US-China Tech War Ratchets Up With Warnings About Data From DJI Drones Being Valuable To Beijing For Spying

Swarajya Staff

Dec 20, 2021, 07:54 PM | Updated 08:44 PM IST

A DJI drone flying near the Brooklyn Bridge
A DJI drone flying near the Brooklyn Bridge

Shenzhen based SZ DJI Technology Co is the world's largest drone maker. Industry experts and politicians in the US are increasingly concerned that the data collected from DJI drones might end up becoming valuable to Chinese intelligence for espionage according to reports from Bloomberg.

DJI drones occupy more than 50 per cent of the US drone market. The concern is that data collected by the DJI drones may give the Chinese intelligence an access to sensitive information such as critical infrastructure like dams and bridges to personal information such as facial recognition.

American investment in the company was blocked on Thursday by the Biden administration. This move comes a year after the Trump administration blocked it from sourcing US parts.

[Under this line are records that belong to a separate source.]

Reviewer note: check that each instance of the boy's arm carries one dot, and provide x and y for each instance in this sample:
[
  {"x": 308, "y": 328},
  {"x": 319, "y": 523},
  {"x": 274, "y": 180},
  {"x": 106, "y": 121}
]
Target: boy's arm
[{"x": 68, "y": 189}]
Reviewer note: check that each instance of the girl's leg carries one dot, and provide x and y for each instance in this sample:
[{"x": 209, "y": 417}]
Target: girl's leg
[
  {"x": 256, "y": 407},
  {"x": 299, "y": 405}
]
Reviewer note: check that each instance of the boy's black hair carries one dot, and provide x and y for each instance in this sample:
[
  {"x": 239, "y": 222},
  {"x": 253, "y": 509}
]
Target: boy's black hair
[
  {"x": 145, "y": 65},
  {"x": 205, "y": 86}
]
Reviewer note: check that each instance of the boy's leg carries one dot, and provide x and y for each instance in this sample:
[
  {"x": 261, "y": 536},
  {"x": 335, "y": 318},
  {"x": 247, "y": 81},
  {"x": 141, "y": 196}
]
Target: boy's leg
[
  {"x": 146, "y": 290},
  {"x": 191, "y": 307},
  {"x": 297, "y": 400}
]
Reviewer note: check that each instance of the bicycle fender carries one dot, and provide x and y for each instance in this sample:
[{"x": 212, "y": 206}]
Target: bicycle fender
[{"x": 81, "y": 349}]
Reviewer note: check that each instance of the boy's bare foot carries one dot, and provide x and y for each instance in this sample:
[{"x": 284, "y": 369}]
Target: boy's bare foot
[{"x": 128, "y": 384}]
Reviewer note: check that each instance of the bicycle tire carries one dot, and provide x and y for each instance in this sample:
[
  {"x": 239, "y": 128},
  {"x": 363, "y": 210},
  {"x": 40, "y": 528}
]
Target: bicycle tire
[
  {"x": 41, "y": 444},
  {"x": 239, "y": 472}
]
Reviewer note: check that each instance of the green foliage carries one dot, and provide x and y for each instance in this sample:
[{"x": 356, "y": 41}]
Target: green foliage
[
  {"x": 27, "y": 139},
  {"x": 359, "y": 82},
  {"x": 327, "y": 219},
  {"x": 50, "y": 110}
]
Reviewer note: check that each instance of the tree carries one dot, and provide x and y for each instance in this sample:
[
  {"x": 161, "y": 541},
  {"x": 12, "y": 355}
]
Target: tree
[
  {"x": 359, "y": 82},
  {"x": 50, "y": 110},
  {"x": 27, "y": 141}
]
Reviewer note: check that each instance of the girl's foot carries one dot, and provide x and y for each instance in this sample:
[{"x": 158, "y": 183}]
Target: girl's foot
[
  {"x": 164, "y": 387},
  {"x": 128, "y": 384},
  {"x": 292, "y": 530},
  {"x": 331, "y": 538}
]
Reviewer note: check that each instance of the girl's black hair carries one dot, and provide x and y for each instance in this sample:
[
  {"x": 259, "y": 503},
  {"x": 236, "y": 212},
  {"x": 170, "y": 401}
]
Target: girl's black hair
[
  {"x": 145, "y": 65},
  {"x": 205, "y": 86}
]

A bipartisan group of lawmakers in DC are considering a bill that would ban federal purchases of the drone. Former top officials of both the Obama and Trump administration have warned about the possibility that Beijing whilst walling the personal data of 1.4 billion Chinese citizens is scooping personal information of citizens from rival nations.

According to former deputy national security advisor in the Trump administration, Matt Pottinger, President Xi Jinping has been more far sighted than other leaders in realising the importance of data for the purpose of getting an economic and military advantage.

The concerns about DJI drones posing a risk to national security is the latest flashpoint in the US-China tech war. Beijing has been acting more swiftly by strengthening its hold on Chinese Big Tech such as the recent crackdown on Tencent or the new policy mandating cyber security reviews for all tech firms who want to list on foreign exchanges.

This policy effectively forced the Chinese ride hailing giant Didi Global Inc to delist from the US just within 5 months and head to Hong Kong.

In the US prominent Republicans like Senator Tom Cotton and Marco Rubio have co-sponsored the bipartisan American Security Drone Act which would ban all federal purchases of DJI drones.

DJI on its part has maintained that "DJI is committed to protecting drone user data, which is why we design our systems so drone users have control of whether they share any data with us".

However the hurdle that DJI and other Chinese companies face is that few governments trust Beijing. The reason is China's National Intelligence Law which mandates 'Chinese companies to assist in espionage and keep those activities secret'.